Furthermore, the `ref.years` and `ref.length` arguments allow to set which period of data to use as reference period. By default (`ref.years = NULL`), the full dataset length of `ref.data` is used, but you can provide specific years to be used as reference period. For instance, the [European Drought Observatory](http://edo.jrc.ec.europa.eu) uses the years [1981-2010 as reference period](http://edo.jrc.ec.europa.eu/documents/factsheets/factsheet_spi_ado.pdf):

```r
SPI_1 <- standardized.index(data = Ukkel_RR, agg.length = 30, index.out = dates, ref.years = seq(1981, 2010))
fprint(SPI_1)
#> Attributes:                                                                                   
#> agg.length        :  30                                                            
#> agg.fun           :  sum                                                           
#> distr             :  gamma                                                         
#> method            :  mle                                                           
#> ref.years         :  1981, 1982, 1983, 1984, 1985, 1986, 1987, 1988,... [truncated]
#> ref.length        :  30                                                            
#> ref.na.thres      :  10                                                            
#> agg.na.thres      :  10                                                            
#> agg.interpolation :  none                                                          
#> 
#> Data:
#>            value
#> 2018-06-01 -2.10
#> 2018-06-02 -2.15
#> 2018-06-03 -2.45
#> 2018-06-04 -2.58
#> 2018-06-05 -2.53
#> ...                
#> 2018-06-26 -2.22
#> 2018-06-27 -2.15
#> 2018-06-28 -2.11
#> 2018-06-29 -2.16
#> 2018-06-30 -2.20
```

Alternatively, instead of a set reference period, a set number of years preceding the date for which the Standardized Index is calculated can be used by setting `ref.years = NA` and specifying `ref.length` as a set number of years (by default, this is `30`). This is the setting used by VMM to calculate the SPI values shown on [waterinfo.be](https://www.waterinfo.be/default.aspx?path=NL/Thema/Droogte_Actueel&KL=en).

```r
SPI_1 <- standardized.index(data = Ukkel_RR, agg.length = 30, index.out = dates, ref.years = NA, ref.length = 30)
fprint(SPI_1)
#> Attributes:                          
#> agg.length        :  30   
#> agg.fun           :  sum  
#> distr             :  gamma
#> method            :  mle  
#> ref.years         :  NA   
#> ref.length        :  30   
#> ref.na.thres      :  10   
#> agg.na.thres      :  10   
#> agg.interpolation :  none 
#> 
#> Data:
#>            value
#> 2018-06-01 -1.89
#> 2018-06-02 -1.84
#> 2018-06-03 -2.06
#> 2018-06-04 -2.16
#> 2018-06-05 -2.21
#> ...                
#> 2018-06-26    NA
#> 2018-06-27    NA
#> 2018-06-28    NA
#> 2018-06-29    NA
#> 2018-06-30    NA
```

Note how this introduces NA values in the output as the data for more recent years in the Ukkel_RR series has not yet been consolidated and the function's default tolerance for 10% missing data in the aggregation period or reference period is exceeded.  
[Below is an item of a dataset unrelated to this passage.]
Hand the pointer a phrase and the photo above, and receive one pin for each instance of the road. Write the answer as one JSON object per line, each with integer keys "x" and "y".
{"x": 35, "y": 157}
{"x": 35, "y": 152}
For more information on the calculation procedure for Standardized Index values, see: [Standardized Index calculation](docs/calculation/calculation.md).

For more information on the package's functions, see: [function help](docs/standaRdized.pdf).

<!---For more use cases for working with other types of data such as the precipitation-evaporation balance (SPEI) or streamflow (SSI), handling NA values, different distributions and fitting methods, forecasting and optimizing calculation, see: Applications.--->

## References

\[1] McKee, T.B., Doesken, N.J. and Kleist, J., 1993. The relationship of drought frequency and duration to time scales. In Proceedings of the 8th Conference on Applied Climatology, American Meteorological Society. Vol. 17, No. 22, pp. 179-183.